Generally, preventing errors in the first place is much more efficient than having to find them after they've crept in. One concept that is important in this respect is that of defensive programming.
The basic idea here is to actively ensure that things are as they should be. Oftentimes, program crashes are caused by things external to the code itself: bad user input, a file that doesn't exist, a file that exists although it shouldn't, a network connection that has been interrupted. In defensive programming, the software checks for these possibilities before relying on the external resource. In a classic example, code that carries out some calculation with user input should check that what the user inputted was actually a number.
If a problem has been detected, the program then needs to decide what to do. Should it try to fix the problem by itself? (For example by substituting a known valid value, or by waiting for the connection to come back.) Or should it inform the user and either continue with the problem or quit completely? Which route the developer chooses to take depends on the kind of problem that is encountered, but also on the type of software. In some applications, it is of prime importance that a program be correct, i.e. that it never produces a result that is not spot on. In other applications, it may be more important to ensure that the program keeps running, even if things aren't perfect – i.e. that it is robust.

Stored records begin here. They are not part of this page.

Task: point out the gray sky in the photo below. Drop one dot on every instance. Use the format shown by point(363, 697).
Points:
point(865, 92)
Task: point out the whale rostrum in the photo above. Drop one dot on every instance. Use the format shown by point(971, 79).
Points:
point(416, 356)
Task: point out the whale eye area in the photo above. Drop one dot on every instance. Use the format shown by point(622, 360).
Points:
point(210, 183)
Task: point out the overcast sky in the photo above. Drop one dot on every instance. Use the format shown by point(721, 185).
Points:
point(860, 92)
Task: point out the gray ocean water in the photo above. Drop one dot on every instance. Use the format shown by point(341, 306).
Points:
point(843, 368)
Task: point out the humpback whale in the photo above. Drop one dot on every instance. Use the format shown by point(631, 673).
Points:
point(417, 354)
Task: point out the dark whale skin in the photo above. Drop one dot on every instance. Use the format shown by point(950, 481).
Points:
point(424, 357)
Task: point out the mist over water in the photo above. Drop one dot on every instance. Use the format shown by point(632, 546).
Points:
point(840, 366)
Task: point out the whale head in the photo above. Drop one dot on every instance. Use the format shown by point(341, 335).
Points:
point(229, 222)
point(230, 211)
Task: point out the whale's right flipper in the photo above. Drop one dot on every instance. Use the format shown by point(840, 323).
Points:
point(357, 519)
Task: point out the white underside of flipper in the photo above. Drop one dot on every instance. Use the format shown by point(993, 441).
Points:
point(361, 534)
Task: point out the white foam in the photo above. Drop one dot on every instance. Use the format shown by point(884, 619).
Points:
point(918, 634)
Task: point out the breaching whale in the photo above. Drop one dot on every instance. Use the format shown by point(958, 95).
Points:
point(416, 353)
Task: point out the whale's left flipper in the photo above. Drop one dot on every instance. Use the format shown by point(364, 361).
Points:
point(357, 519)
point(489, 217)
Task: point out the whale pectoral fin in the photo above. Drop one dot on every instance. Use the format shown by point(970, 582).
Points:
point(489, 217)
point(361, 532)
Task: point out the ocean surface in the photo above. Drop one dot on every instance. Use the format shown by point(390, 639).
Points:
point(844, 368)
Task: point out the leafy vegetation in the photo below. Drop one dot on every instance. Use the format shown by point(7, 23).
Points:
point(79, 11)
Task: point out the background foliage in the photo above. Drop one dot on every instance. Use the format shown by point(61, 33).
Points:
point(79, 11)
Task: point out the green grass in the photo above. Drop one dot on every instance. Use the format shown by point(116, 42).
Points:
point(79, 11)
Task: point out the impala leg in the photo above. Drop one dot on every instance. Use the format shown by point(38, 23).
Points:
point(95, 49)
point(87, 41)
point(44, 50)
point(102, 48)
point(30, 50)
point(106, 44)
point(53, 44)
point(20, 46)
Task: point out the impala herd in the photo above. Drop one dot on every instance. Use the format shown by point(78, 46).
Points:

A second habit that helps reduce the number of errors is that of refactoring. Refactoring is about improving the quality of working code. As you work on your program, you should make it a habit to leave the code in a better state than you found it. If you see code duplication, move the duplicates into a single function. If you see ugly or difficult code, make it more readable. If you see global variables, hide them behind access routines. And so forth…
The last big thing to do to decrease your bug count is to anticipate that you will make mistakes, and to test your software accordingly. (This is a huge topic, I will only skim it very briefly here.)
At the very least, you should test every component before you add it to your system, and then test the system as a whole. The easiest way of testing components is by using a REPL (read-eval-print loop). This is an environment provided especially by interpreted languages that allows the programmer to interactively execute code. For example, you can write a function and load it by copying it into the REPL. Then you can set about testing it. Does it produce correct output with typical input values? What happens when the input isn't typical? (Too large, too small, not present at all…) How do external conditions affect its working? Once you are confident the function does what it's supposed to, you can move on to the next one.
This is a very quick method of developing, and one well suited to exploratory programming (where you don't necessarily know the end result yet). However, as the stakes increase, your testing procedures have to become more thorough. Instead of the ad-hoc approach of the REPL, it is good practice to write some functions explicitly to test other functions – these are called unit tests. The more important correctness is for your program, the greater the percentage of it that should have tests written for it.
Over time, the test functions accrue into a testing framework, which should be run regularly to ensure recent changes haven't broken anything (a procedure known as regression testing).
In fact, there is a large school of thought that advocates writing your tests before you write your actual code. This test driven development (TDD) helps catch errors earlier and has the added benefit of getting developers to think more rigorously about the code they are going to write.
One final thought to keep in mind during all stages of the development cycle is that some areas of a program's code tend to be more error-prone than others. I'm not entirely sure why this is (perhaps they are the most complex), but numerous studies in industry attest to the fact. So it is probably a very good idea to try and identify these critical sections in your own code and pay special attention to them.